Democracia e cleptocracia

É tempo de dar confiança à vida política para a tornar séria e digna. Mais dinheiro para os partidos não, para que a democracia não se confunda com cleptocracia.

Desde 1 de janeiro de 2005, data da entrada em vigor da Lei n.º 19/2003, de 20 de junho, que os nossos partidos políticos beneficiam do melhor modelo de financiamento existente na União Europeia, um modelo misto que compreende as suas (deles) receitas próprias e outras provenientes de pagamentos privados e de subvenções públicas.

Dito de outro modo, falamos de quotas e outras contribuições dos seus filiados. Falamos de contribuições de candidatos e representantes eleitos em listas apresentadas por cada partido ou coligação, ou por eles apoiadas. Falamos do produto de atividades de angariação de fundos por eles desenvolvidas. Falamos de rendimentos provenientes do seu património, designadamente arrendamentos, alugueres ou aplicações financeiras, doações por herança ou legados, de empréstimos (por exemplo o Afonso empresta automóveis e a Beatriz imóveis durante a campanha eleitoral). Falamos de donativos dos apoiantes em geral (limitados anualmente a 25 salários mínimos por apoiante). Falamos, também, de subvenções públicas. Não está nada mal, convenhamos!

Assim, a cada partido que tenha concorrido a um ato eleitoral, ainda que em coligação, e haja conseguido representação na Assembleia da República, é concedida uma subvenção anual, tendo por base um cálculo percentual por cada voto obtido na última eleição legislativa.

Igualmente é atribuída uma subvenção aos partidos que se apresentem a um ato eleitoral, mas que não logrem alcançar qualquer representação.
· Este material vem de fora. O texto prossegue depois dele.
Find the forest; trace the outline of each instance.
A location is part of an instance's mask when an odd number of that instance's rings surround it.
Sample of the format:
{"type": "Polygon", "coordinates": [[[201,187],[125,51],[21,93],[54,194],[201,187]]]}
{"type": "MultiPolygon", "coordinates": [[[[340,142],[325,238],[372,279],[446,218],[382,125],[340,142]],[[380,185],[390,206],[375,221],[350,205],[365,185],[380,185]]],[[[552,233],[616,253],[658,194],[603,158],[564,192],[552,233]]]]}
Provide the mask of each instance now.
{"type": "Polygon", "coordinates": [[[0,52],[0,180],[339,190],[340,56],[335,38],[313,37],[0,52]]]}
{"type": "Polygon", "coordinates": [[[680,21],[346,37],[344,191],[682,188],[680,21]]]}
Aí, para receberem essa tal subvenção, terão de conseguir um número de votos superior a 50 mil.

Os partidos beneficiam de isenções de impostos, não estando, por conseguinte, sujeitos a IRC e a imposto de selo, nem a imposto sobre sucessões e doações. Gozam, igualmente, do não pagamento de imposto municipal sobre transmissões onerosas de imóveis, bem como de isenção de imposto automóvel nos veículos que adquiram e na aquisição e transmissão de bens e serviços que visem difundir a sua mensagem política ou identidade própria, através de quaisquer suportes, impressos, audiovisuais ou multimédia, incluindo os usados como material de propaganda e meios de comunicação e transporte.

Esta panóplia de regalias, mesmo assim, parece não ser suficiente para saciar a gula da nossa máquina partidária. Eu, pela minha parte, entendo que as regalias existentes já não são nada razoáveis para quem recebe subvenções do Estado, porquanto alterar, ainda mais, os benefícios fiscais e aumentar o limite das doações não é admissível, além de escancarar completamente a porta aos lobbies que infestam a vida política portuguesa.

O modelo misto público-privado tem demonstrado problemas. Refiro-me concretamente a empresas que esperam receber favores em troca de donativos que o sócio realizou. Lembro que a lei não permite donativos feitos por pessoas coletivas, mas a verdade é que nada impede um sócio de uma empresa de o fazer. Este dilema que consiste em que não pode a empresa mas pode o empresário e o acionista é obscuro e devassa a democracia. Pagando o Estado subvenções que asseguram a atividade regular dos partidos, o mínimo que se pode exigir é que se proíba as empresas em que os doadores têm interesses de poderem receber contratos do sector público.

Quando se aceita doações e empréstimos, o que normalmente acontece é que mais tarde ou mais cedo alguém virá cobrar, e o pior é que quem paga é o Estado. Dito por outras palavras, lá se vai o dinheiro público sem qualquer controle ou transparência. Lembro o exemplo de Emmanuel Macron ao aprovar no passado mês de agosto um pacote de medidas legislativas com o objectivo de terminar com práticas de clientelismo e nepotismo tão useiras e vezeiras na vida política francesa. Foram elas: controlo mais exaustivo dos dinheiros recebidos e gastos pelos deputados (por exemplo, verificar se, na verdade, viajaram e fizeram realmente as despesas que apresentaram); impedir que os partidos políticos façam empréstimos ou outras operações em bancos não europeus; criar o Banco da Democracia, banco onde apenas os candidatos ou os partidos podem contrair financiamentos para as suas campanhas eleitorais; os políticos condenados por fraude e corrupção deixarão de poder candidatar-se por um período mínimo de dez anos; e, finalmente, pôr termo ao escândalo de empregar familiares dos políticos na vida pública, chamando para “trabalhar” desde o sobrinho à mulher, passando pelo filho e pela tia dos ministros, como aconteceu recentemente no seu país e que se verifica atualmente em Portugal onde, há muito, é prática corrente...

É tempo de dar confiança à vida política para a tornar séria e digna. Por isso, mais dinheiro para os partidos não, para que a democracia não se confunda com cleptocracia.